Un moment donné, avec ma femme, en s’en allait en route en campagne, j’ai voulu lui exprimer qu’est-ce que je vivais par rapport à elle, par rapport à ses dettes pis tout ça… Et puis, un moment donné dans la conversation, j’ai sorti une arme pour y montrer qu’il fallait que je me promène avec ça pour me défendre (à cause de ses dettes de drogues à elle), mais j’ai jamais eu le temps de finir de lui expliquer ça parce, quand qu’a vu l’arme, a eu peur... Quelqu’un sort un arme et te mets ça quasiment dans figure... faqu’elle a empoigné le gun et il y a un coup de feu qui a parti, tsé, pis ça été final (Pierre)

Cette journée-là, y a une goutte qui a fait débordé le vase, pis c’est quand qu’a m’a sauté dans le dos… ça été fini (Léo)

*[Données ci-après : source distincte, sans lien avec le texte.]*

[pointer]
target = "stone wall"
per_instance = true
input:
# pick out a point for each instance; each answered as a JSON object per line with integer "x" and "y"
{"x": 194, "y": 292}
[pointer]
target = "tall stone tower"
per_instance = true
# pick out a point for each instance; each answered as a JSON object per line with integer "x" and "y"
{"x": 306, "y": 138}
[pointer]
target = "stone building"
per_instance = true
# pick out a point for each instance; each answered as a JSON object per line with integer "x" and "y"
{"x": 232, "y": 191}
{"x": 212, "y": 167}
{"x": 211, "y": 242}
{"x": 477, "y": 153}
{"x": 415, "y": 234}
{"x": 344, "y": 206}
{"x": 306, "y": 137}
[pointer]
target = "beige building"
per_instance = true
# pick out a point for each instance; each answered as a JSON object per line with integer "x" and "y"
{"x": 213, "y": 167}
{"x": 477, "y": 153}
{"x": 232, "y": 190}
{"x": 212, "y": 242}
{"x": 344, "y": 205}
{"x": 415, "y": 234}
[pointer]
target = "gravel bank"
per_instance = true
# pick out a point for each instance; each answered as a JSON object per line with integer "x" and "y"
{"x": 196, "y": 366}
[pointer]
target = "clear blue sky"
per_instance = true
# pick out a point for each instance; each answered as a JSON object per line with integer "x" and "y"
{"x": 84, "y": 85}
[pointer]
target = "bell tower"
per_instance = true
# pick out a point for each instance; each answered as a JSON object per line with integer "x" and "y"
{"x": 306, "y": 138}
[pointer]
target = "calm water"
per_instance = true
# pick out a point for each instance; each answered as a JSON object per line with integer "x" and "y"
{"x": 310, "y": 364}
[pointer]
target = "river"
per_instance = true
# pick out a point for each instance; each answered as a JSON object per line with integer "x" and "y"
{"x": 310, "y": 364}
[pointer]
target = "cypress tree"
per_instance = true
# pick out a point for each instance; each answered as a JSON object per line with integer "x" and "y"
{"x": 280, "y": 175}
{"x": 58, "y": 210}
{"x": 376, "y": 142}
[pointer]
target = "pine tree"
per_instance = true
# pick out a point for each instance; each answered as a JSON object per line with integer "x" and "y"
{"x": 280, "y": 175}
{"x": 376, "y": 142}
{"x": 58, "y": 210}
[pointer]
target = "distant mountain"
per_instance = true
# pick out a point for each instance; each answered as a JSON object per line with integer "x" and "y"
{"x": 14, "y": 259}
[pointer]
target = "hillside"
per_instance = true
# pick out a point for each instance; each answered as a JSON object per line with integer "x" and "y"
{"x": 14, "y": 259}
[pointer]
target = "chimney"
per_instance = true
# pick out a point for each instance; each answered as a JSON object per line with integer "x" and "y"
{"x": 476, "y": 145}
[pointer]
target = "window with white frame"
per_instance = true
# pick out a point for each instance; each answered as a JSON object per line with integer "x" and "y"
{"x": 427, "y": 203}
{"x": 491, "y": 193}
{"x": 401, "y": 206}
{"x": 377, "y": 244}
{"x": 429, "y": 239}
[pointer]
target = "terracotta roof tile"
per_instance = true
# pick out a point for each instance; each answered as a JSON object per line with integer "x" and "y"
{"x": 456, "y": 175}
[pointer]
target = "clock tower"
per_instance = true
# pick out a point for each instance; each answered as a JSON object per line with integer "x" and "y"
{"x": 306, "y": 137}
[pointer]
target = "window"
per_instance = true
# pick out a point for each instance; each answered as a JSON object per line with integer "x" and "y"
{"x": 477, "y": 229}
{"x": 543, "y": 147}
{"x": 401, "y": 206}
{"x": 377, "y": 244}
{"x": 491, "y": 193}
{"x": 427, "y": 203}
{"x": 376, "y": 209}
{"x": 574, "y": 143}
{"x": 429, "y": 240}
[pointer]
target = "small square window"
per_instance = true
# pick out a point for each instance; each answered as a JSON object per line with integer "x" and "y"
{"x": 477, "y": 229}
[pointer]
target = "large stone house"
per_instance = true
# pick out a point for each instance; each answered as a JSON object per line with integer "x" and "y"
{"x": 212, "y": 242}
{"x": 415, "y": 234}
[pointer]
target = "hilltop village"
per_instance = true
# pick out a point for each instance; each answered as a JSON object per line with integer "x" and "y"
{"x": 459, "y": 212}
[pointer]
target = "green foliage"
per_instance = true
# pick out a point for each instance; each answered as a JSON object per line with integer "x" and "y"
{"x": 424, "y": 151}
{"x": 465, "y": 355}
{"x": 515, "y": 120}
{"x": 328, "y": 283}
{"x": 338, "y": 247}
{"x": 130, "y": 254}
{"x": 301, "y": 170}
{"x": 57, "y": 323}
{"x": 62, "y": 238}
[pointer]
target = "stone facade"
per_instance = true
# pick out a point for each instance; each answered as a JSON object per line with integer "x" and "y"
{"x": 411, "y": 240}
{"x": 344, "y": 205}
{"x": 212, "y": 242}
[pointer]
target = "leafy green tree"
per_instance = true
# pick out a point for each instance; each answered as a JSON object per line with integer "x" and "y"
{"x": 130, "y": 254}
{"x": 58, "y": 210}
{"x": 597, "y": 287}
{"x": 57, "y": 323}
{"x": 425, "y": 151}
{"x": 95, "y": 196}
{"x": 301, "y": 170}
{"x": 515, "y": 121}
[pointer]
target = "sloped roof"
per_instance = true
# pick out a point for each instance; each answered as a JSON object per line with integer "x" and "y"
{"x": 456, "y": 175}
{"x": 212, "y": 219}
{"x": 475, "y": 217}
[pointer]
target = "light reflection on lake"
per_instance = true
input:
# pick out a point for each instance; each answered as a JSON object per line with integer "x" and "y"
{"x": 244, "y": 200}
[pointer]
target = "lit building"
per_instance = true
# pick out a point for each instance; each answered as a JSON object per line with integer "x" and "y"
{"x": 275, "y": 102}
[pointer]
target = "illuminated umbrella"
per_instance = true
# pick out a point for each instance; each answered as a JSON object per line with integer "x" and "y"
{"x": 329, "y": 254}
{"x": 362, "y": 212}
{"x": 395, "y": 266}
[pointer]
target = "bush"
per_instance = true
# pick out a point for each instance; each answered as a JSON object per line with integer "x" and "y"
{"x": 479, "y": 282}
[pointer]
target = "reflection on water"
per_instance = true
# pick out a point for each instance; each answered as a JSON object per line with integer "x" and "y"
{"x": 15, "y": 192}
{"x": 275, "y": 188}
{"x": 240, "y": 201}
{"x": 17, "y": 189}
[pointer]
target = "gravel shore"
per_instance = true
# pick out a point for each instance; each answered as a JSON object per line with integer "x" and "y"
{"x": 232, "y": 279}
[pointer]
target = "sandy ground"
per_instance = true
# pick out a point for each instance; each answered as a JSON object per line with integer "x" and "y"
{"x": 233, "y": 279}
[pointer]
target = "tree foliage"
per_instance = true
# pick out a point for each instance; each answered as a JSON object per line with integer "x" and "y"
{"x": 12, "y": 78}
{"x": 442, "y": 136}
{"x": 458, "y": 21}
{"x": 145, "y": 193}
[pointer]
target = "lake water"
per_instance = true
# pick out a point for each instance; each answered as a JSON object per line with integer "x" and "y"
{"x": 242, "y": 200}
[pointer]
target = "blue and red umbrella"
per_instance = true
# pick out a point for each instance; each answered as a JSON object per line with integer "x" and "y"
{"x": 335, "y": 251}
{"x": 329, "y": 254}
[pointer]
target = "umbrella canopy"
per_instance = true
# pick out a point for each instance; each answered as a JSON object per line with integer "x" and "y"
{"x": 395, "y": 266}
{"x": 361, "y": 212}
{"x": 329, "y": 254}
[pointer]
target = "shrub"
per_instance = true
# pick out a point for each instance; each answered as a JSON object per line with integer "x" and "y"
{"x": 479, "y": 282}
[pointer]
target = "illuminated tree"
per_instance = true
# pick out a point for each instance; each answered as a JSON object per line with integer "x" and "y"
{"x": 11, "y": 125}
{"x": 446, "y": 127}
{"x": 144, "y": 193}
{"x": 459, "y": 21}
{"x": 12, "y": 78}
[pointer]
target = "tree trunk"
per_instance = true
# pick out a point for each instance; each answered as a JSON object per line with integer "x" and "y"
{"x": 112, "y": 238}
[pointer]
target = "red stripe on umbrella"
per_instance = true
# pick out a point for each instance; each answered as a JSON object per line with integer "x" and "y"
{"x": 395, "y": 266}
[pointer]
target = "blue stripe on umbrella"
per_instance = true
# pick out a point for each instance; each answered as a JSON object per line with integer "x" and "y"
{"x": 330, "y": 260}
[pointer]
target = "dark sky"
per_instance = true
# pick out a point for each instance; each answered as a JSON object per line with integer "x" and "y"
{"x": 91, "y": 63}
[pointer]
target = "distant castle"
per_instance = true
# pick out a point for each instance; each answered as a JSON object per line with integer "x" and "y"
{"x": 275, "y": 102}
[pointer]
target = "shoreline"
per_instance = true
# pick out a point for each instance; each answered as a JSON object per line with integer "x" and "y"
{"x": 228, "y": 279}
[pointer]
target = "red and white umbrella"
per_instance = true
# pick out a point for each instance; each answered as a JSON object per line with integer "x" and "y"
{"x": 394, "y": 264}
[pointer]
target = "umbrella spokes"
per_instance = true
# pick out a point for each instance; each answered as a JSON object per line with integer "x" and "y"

Pour Bob, Mathieu et Martin, l’élément déclencheur menant au meurtre paraît être spécifique à leur histoire, et il est impossible de les regrouper dans une quelconque catégorie. Pour Bob et Mathieu, c’est en réaction à des agissements de leur conjointe que le meurtre serait survenu :

Quand ça arrivé, ma femme était venue pogner des choses dans maison, pis a pris un des articles de ma mère. Ça m’a touché beaucoup. J’ai été la voir, pis c’est là que le drame est arrivé. (Bob)

A se présente à mon travail avec 2-3 amies. Je comprenais pas ce qu’elle faisait là. A me voit pis là a fait un geste comme ça (se met la main devant la bouche, le pointe et étouffe un rire). Pis là, a part à rire avec ses amies. Je me suis senti humilié… comme si je serais rien. À ce moment-là je me suis dis : « a fait exprès, a l’aime ça me faire souffrir. Jje lui en voulais. Tu veux me faire du mal, m’a t’en faire du mal pis tu vas payer.(Mathieu)

L’histoire de Martin se différencie de la majorité des autres histoires de cette recherche, car celui- ci énonce clairement qu’il souhaitait que sa conjointe meure. Il ne l’aurait pas assassinée dans un contexte de détresse, de perte ou de colère. En effet, il affirme qu’il souhaitait depuis un bon moment que sa femme meure dans un accident afin qu’il puisse vivre ouvertement sa relation avec sa maîtresse. Ce qui semble être l’élément déclencheur conduisant à l’homicide dans son cas, ce qui a fait que son scénario d’accident est devenu celui d’un meurtre résiderait, selon son récit, dans les propos que sa maîtresse lui a dit :

Elle a laissé entendre que… qu’a serait peut-être pas là éternellement. Elle m’a juste dit quelque chose comme : « c’t’année ça va être l’année des grands changements » Pis je lui ai pas demandé : « qu’est-ce que tu entends par là ? », mais j’ai comme compris entre les lignes qu’il y avait… j’ai l’impression qu’elle voulait que je quitte ma femme pour elle… je sais pas, mais dans ma tête c’est ça que j’ai compris. (Martin)

L'examen des événements déclencheurs ne permet pas de faire une analyse compréhensive du phénomène de l’homicide conjugal. Ces événements, directement associés à l’homicide, ne peuvent expliquer comment ces hommes en sont venus à tuer leur conjointe. En effet, ces déclencheurs pris isolément paraissent anodins face la réponse meurtrière qui, elle, paraît disproportionnée. C’est plutôt en s’attardant au contexte entourant la relation conjugale ainsi qu’à un possible enchaînement d’événements dans la vie de ces hommes pour mieux comprendre le passage à l’acte homicidaire.